The reality is that government agencies' buying power usually drives
the market to adopt a particular technology Q not unlike the way the
Texas Board of Education, the largest single purchaser of textbooks
in the U.S., sets the standard for the content of American classroom
curricula. Since, the administration has already mandated use of
Clipper and its data-oriented sibling, the Tesserae chip, in federal
systems it's fairly certain that the law enforcement-endorsed chips
will find their way into most, if not all, U.S. Cards. Even in the
unlikely event that one government agency should weather the pressure
and pass on the Clipper chip, it's still possible to trace the
source, destination, duration and time of transactions conducted
between Clippered and non-Clippered devices.

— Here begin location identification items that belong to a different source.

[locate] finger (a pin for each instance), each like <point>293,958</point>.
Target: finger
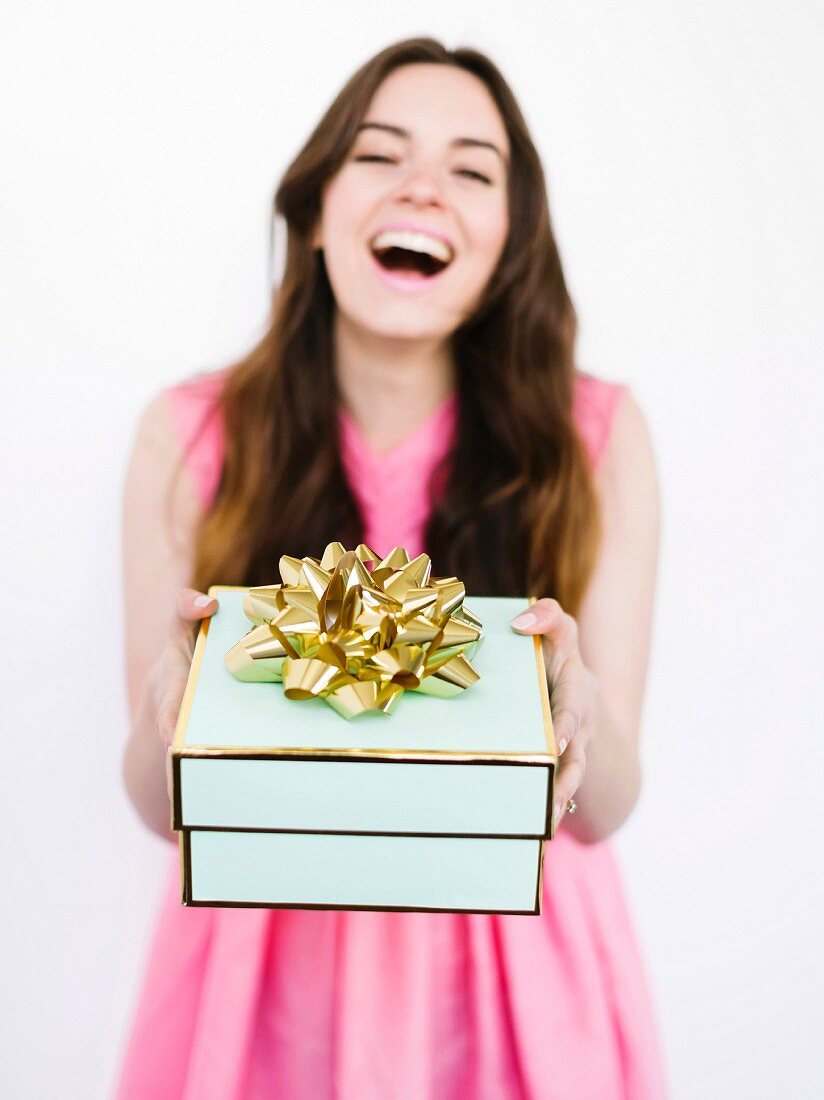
<point>168,707</point>
<point>193,605</point>
<point>569,777</point>
<point>190,607</point>
<point>547,617</point>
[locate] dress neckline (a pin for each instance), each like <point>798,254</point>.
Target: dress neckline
<point>423,439</point>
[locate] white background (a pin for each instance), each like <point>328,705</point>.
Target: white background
<point>142,143</point>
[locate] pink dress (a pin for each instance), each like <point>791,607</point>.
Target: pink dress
<point>315,1004</point>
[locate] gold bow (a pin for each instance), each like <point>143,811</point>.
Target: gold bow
<point>359,639</point>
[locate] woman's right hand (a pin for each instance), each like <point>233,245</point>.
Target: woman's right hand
<point>171,671</point>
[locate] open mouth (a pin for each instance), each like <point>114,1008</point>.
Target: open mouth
<point>407,253</point>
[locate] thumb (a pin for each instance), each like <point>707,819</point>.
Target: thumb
<point>193,605</point>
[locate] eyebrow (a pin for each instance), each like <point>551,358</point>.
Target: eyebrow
<point>456,143</point>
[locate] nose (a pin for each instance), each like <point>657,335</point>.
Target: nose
<point>420,187</point>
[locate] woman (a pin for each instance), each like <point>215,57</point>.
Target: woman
<point>416,387</point>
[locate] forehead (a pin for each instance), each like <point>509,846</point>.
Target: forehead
<point>438,102</point>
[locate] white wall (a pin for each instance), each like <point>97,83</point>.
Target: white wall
<point>682,142</point>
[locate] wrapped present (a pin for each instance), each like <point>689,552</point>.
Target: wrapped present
<point>355,738</point>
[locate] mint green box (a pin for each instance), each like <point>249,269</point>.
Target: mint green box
<point>445,805</point>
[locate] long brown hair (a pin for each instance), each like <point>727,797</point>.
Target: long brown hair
<point>516,512</point>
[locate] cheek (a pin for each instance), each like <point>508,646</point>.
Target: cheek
<point>489,234</point>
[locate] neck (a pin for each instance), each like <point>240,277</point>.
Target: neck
<point>388,386</point>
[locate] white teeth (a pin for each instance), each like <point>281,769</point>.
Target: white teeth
<point>415,242</point>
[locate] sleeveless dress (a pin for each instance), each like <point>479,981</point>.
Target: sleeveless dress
<point>333,1004</point>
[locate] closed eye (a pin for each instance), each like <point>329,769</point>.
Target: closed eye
<point>474,175</point>
<point>378,158</point>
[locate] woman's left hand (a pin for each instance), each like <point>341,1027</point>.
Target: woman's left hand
<point>572,693</point>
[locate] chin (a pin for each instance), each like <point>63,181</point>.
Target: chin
<point>408,321</point>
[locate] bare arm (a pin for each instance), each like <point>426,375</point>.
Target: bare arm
<point>597,663</point>
<point>157,538</point>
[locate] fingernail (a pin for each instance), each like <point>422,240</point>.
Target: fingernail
<point>526,618</point>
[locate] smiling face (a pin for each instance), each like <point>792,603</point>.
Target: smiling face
<point>415,220</point>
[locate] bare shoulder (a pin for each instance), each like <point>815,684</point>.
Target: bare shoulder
<point>629,444</point>
<point>616,614</point>
<point>156,469</point>
<point>627,475</point>
<point>158,519</point>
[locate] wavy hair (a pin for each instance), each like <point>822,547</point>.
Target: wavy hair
<point>515,513</point>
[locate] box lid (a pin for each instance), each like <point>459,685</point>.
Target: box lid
<point>502,719</point>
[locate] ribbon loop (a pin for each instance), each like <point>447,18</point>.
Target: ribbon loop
<point>359,639</point>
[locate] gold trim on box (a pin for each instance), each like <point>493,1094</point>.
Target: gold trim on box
<point>179,750</point>
<point>188,900</point>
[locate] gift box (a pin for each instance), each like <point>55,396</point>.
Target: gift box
<point>439,802</point>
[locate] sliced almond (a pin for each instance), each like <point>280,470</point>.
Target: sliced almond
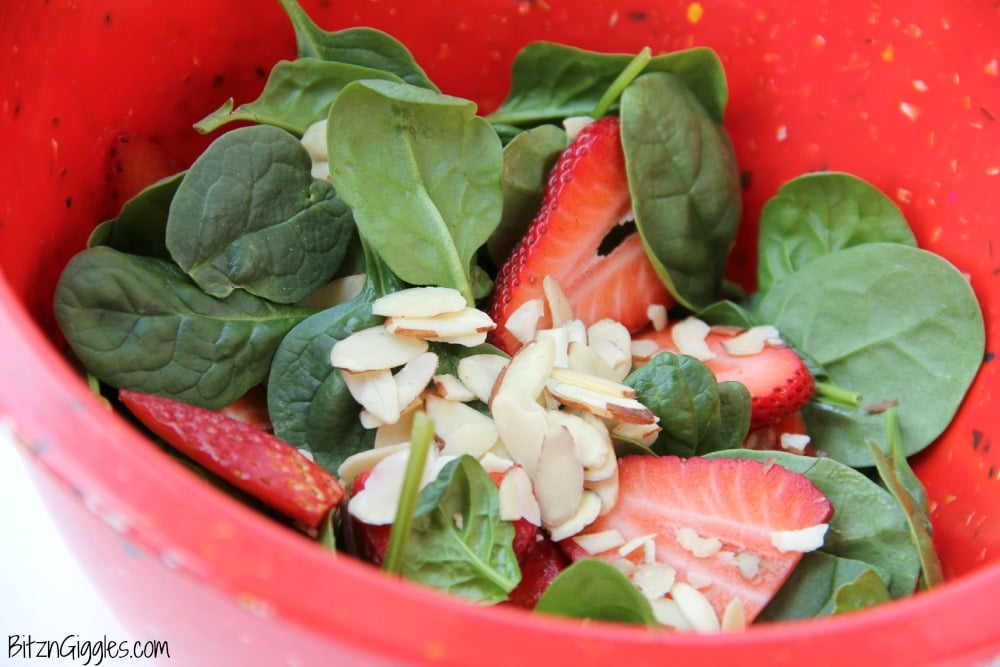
<point>374,349</point>
<point>802,540</point>
<point>376,392</point>
<point>448,386</point>
<point>479,372</point>
<point>696,608</point>
<point>414,376</point>
<point>516,498</point>
<point>560,310</point>
<point>528,370</point>
<point>586,513</point>
<point>465,322</point>
<point>558,480</point>
<point>657,314</point>
<point>654,580</point>
<point>751,341</point>
<point>598,543</point>
<point>462,429</point>
<point>689,335</point>
<point>523,323</point>
<point>419,302</point>
<point>606,489</point>
<point>521,424</point>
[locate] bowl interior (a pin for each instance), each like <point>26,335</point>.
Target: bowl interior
<point>902,94</point>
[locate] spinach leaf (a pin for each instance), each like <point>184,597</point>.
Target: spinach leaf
<point>593,589</point>
<point>685,185</point>
<point>527,161</point>
<point>140,323</point>
<point>459,544</point>
<point>422,173</point>
<point>867,523</point>
<point>816,214</point>
<point>297,94</point>
<point>891,322</point>
<point>141,225</point>
<point>684,394</point>
<point>553,81</point>
<point>366,47</point>
<point>823,584</point>
<point>249,215</point>
<point>308,402</point>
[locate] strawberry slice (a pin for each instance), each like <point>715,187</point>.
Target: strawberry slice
<point>586,199</point>
<point>370,542</point>
<point>250,459</point>
<point>685,504</point>
<point>778,380</point>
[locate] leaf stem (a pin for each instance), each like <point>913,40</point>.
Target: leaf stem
<point>827,392</point>
<point>421,437</point>
<point>614,91</point>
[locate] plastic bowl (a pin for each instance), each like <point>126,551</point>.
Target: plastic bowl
<point>904,94</point>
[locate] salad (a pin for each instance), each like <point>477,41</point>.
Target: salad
<point>498,354</point>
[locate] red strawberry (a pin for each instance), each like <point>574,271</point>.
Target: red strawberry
<point>134,162</point>
<point>256,462</point>
<point>778,380</point>
<point>586,198</point>
<point>540,564</point>
<point>370,542</point>
<point>740,502</point>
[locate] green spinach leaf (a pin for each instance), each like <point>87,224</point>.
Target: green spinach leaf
<point>459,544</point>
<point>140,227</point>
<point>685,186</point>
<point>816,214</point>
<point>249,215</point>
<point>889,321</point>
<point>366,47</point>
<point>823,584</point>
<point>298,93</point>
<point>423,175</point>
<point>592,589</point>
<point>140,323</point>
<point>527,161</point>
<point>867,523</point>
<point>551,82</point>
<point>308,402</point>
<point>695,416</point>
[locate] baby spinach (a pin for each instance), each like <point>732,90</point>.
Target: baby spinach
<point>141,225</point>
<point>551,82</point>
<point>140,323</point>
<point>366,47</point>
<point>249,215</point>
<point>595,590</point>
<point>308,402</point>
<point>892,322</point>
<point>685,185</point>
<point>867,524</point>
<point>297,94</point>
<point>697,414</point>
<point>458,543</point>
<point>816,214</point>
<point>527,161</point>
<point>422,174</point>
<point>823,584</point>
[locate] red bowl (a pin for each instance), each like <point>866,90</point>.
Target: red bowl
<point>904,94</point>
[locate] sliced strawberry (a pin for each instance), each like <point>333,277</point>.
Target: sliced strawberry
<point>739,502</point>
<point>540,564</point>
<point>778,380</point>
<point>370,542</point>
<point>586,199</point>
<point>134,162</point>
<point>256,462</point>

"Most of this shift [in privacy policy] is apparently being done by
executive order at the initiative of bureaucracy, and without any
Congressional oversight or Congressional concurrence, " Murray said.
"They are not likely to fail. You know, Orwell said that bureaucrats,
simply doing what bureaucrats do, without motivation or intent, will
use technology to enslave the people."

EDITOR'S NOTE: Digital Media has filed a Freedom of Information Act
request for Clinton and Bush Administration, Postal Service, NSA,
Department of Defense, NASA, I.R.S. and other documents related to
the creation of the U.S. Card proposal.